Fig. 6. The CArG box at nt –400 of the SOC1 promoter mediates repression of SOC1::GUS expression in 35S::FLC lines. (A) Mutation of the CArG box at nt –400 leads to derepression of SOC1::GUS expression in 35S::FLC lines. Ten-day-old seedlings were stained for GUS activity. (a) One kilobase SOC1::GUS expression in a 35S::FLC control seedling (left); three independent lines showing 1 kb ΔCArG SOC1::GUS expression in 35S::FLC seedlings (right); (b) 300 bp C SOC1::GUS expression in a wild-type (WT) seedling and in a 35S::FLC seedling; (c) mutated 300 bp C ΔCArG SOC1::GUS expression in a WT seedling and in a 35S::FLC seedling. (B) Analysis of the effect of the CArG box mutation on SOC1::GUS activation in 35S::CO lines and repression in 35S::FLC lines. Expression of WT and mutated ΔCArG reporter genes was monitored in WT, 35S::CO and 35S::FLC seedlings by northern blotting using probes for GUS and UBQ10 (loading control). The data were quantified and are presented in histogram format.

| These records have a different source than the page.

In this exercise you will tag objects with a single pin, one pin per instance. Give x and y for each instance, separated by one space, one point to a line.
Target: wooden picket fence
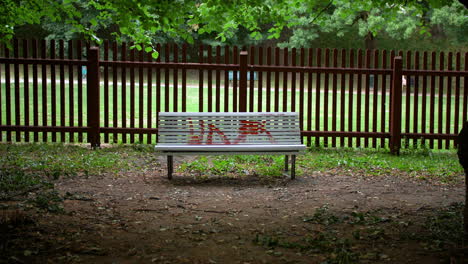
58 91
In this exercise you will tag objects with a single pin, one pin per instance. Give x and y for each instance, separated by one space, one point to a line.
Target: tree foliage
143 21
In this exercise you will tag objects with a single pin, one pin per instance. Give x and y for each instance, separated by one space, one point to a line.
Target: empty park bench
229 133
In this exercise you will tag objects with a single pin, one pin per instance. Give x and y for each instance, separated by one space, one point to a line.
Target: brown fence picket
17 89
184 79
106 90
301 93
114 91
285 81
71 95
367 112
200 80
342 97
432 101
53 92
383 119
8 93
375 91
448 111
210 79
408 98
440 114
293 81
309 96
44 90
415 115
251 81
35 90
457 93
235 56
149 95
325 96
132 93
123 85
268 81
226 79
318 89
334 96
424 95
359 99
277 63
218 81
465 91
62 88
260 81
350 97
140 97
26 88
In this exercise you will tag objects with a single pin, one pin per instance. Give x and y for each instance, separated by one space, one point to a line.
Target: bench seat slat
228 148
254 114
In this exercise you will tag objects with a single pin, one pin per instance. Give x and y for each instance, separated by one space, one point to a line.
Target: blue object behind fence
231 76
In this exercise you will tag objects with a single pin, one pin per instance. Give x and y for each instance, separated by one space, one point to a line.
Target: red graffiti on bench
245 129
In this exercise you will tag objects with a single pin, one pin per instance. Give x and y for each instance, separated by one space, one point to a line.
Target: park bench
229 133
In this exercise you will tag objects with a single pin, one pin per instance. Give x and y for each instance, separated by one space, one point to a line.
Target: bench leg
170 167
293 167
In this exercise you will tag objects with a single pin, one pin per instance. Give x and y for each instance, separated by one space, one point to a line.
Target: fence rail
344 97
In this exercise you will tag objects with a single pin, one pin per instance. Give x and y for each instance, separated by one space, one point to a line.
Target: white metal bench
271 133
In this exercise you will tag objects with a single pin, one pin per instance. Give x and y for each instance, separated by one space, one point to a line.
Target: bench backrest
274 128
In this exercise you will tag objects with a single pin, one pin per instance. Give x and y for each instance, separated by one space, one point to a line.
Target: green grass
421 163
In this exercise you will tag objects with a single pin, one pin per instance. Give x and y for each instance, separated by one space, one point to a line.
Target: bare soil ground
321 217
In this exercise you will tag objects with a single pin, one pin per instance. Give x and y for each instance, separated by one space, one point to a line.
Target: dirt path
144 218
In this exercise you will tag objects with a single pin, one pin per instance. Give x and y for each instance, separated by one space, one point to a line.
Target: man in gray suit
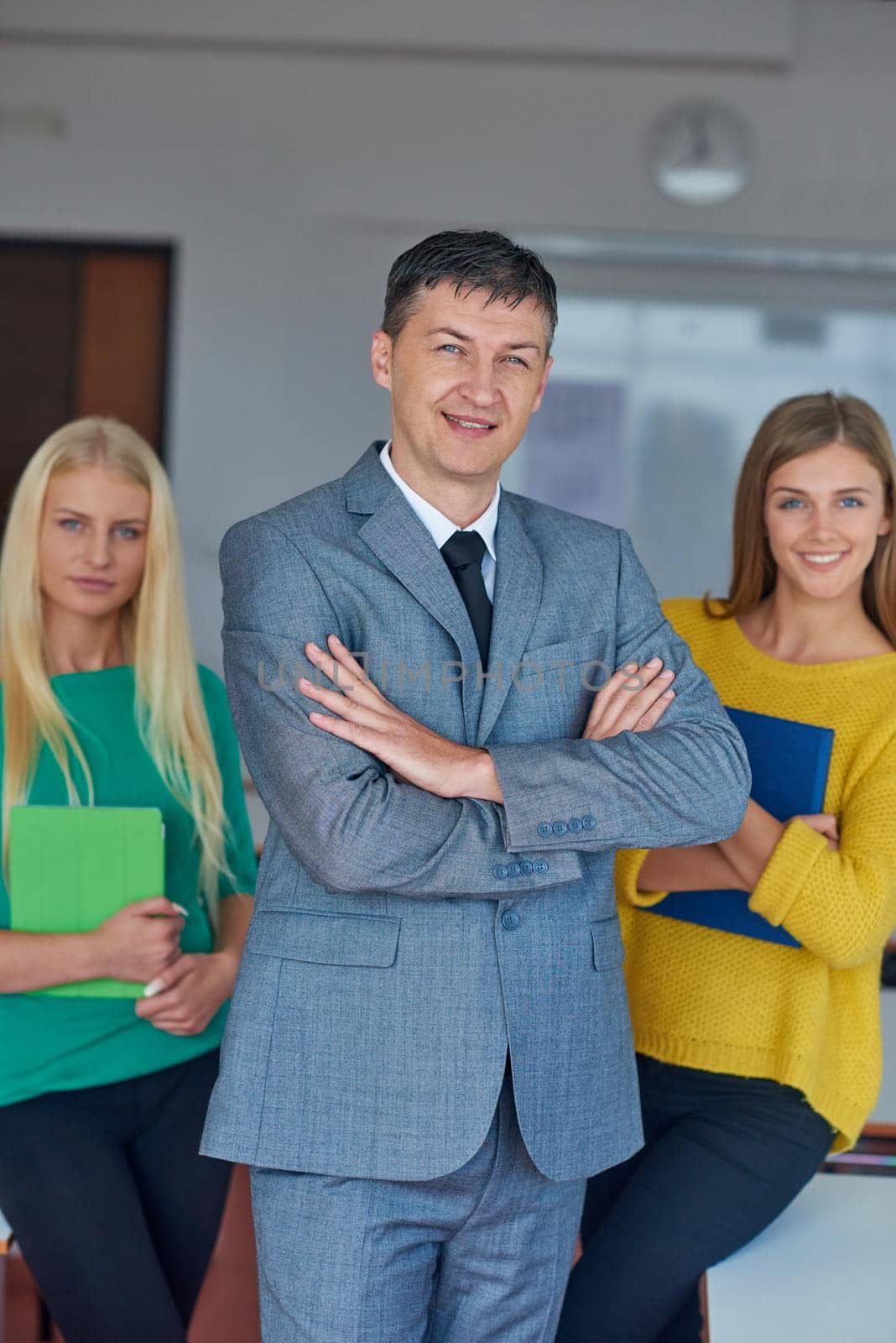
428 1048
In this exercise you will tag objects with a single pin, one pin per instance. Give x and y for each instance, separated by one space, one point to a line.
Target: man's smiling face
464 376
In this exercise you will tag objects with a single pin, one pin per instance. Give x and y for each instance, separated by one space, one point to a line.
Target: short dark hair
470 259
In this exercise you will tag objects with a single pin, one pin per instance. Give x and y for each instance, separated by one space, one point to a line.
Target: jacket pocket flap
607 944
325 939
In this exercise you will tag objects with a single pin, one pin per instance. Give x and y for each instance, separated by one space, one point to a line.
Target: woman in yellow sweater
755 1056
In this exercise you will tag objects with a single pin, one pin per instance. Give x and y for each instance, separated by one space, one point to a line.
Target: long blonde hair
169 708
799 426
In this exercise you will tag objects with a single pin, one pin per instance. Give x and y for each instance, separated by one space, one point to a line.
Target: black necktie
463 554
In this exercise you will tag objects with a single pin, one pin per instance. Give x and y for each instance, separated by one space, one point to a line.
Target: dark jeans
721 1157
113 1206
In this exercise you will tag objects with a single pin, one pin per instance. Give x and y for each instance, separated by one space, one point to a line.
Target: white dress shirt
440 527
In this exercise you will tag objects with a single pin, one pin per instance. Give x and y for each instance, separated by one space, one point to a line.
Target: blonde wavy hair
792 429
154 631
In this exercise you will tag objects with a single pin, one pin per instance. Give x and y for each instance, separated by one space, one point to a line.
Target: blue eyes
848 500
511 359
74 524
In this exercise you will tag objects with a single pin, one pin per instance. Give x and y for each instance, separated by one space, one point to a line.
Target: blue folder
789 762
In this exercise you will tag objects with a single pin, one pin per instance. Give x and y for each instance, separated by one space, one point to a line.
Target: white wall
290 180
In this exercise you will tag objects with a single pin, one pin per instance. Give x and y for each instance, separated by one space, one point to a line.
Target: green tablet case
70 868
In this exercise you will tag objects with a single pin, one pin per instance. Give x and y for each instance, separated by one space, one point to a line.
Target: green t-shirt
62 1044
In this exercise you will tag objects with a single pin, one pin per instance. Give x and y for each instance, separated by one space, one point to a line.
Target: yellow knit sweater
809 1016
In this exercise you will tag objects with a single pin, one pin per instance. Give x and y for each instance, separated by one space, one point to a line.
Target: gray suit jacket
401 940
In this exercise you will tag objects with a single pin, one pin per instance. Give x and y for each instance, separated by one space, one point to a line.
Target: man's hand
360 713
185 997
633 700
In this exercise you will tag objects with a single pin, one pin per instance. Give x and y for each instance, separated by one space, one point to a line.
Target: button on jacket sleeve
685 782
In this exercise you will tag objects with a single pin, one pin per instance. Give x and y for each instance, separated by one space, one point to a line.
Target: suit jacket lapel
400 541
518 593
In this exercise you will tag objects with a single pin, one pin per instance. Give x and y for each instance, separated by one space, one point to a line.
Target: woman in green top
101 1099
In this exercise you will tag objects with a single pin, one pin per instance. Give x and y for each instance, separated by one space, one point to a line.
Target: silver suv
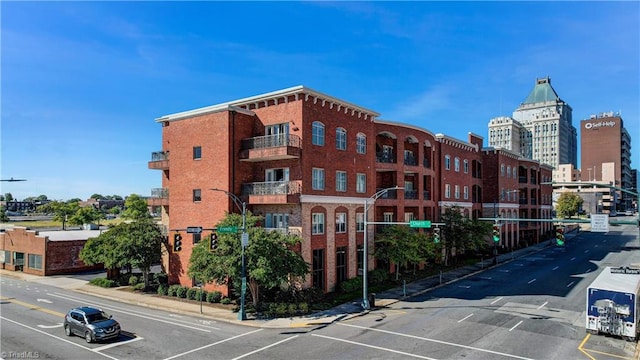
91 323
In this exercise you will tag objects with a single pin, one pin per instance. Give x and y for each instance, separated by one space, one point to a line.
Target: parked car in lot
91 323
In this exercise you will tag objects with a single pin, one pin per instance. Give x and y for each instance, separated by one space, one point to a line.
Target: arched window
317 135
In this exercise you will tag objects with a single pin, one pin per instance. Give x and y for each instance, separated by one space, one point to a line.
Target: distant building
44 252
541 128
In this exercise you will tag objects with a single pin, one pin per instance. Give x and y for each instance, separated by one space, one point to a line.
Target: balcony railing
272 188
269 141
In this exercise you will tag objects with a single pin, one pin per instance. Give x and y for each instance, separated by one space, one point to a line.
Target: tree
60 210
135 208
138 244
568 205
270 260
86 215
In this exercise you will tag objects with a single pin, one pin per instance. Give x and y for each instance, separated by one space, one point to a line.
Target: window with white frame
341 222
317 133
341 139
317 223
360 222
317 180
361 183
341 181
361 144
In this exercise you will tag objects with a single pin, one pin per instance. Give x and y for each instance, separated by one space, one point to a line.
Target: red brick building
307 162
45 252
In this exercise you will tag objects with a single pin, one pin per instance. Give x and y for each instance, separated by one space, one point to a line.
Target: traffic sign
227 229
420 223
194 230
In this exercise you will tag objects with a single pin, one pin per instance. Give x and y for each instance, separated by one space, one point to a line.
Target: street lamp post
242 314
365 255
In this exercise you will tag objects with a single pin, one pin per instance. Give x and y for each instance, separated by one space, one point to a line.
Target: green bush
214 297
191 293
182 292
103 282
163 289
173 290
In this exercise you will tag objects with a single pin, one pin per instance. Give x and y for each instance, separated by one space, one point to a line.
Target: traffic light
559 235
177 242
496 233
213 243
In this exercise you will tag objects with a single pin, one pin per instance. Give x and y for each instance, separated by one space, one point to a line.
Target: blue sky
83 82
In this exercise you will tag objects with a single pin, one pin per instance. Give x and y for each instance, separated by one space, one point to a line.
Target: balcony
159 197
271 147
159 160
273 192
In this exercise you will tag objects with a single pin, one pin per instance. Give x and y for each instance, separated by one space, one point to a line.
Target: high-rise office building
540 128
606 154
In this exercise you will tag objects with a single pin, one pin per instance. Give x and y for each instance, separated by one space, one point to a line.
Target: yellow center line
31 306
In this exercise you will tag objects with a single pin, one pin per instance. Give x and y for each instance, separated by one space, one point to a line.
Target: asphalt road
529 308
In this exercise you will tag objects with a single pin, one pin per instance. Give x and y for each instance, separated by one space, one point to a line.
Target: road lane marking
516 325
212 344
56 337
374 347
136 313
465 318
266 347
433 340
541 306
496 300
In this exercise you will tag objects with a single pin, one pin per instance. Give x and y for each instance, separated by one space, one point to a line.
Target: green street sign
420 223
227 229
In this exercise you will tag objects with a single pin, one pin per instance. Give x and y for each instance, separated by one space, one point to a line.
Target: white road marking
496 300
465 318
433 340
374 347
541 306
213 344
56 337
265 347
516 325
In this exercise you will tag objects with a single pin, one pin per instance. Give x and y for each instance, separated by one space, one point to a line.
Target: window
317 224
341 264
317 134
360 222
361 144
318 269
361 183
317 182
35 261
341 223
341 181
341 139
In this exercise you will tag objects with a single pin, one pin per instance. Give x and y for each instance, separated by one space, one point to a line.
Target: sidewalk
338 313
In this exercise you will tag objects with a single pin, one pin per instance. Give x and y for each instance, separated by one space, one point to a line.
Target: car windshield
97 317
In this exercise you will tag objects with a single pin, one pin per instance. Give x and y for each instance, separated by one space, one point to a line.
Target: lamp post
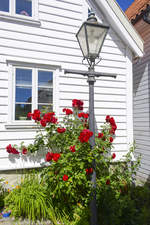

Fig. 7. Model for the antagonistic regulation of SOC1 expression by CO and FLC. The horizontal line represents a 234 bp region of the SOC1 promoter with the indicated nucleotide endpoints. Arrows indicate promotion and T-bars indicate repression of SOC1 expression. We propose that FLC binds directly to a CArG box motif at nt –400 of the SOC1 promoter and may recruit a global repression complex (R) to DNA to repress transcription. CO is proposed to be recruited by a sequence-specific DNA-binding factor (X) to an adjacent motif located between nt –372 and –248 in the SOC1 promoter to mediate activation. Deletion of the CArG box does not abolish FLC-mediated repression, suggesting that FLC also represses SOC1 expression by other more indirect mechanisms.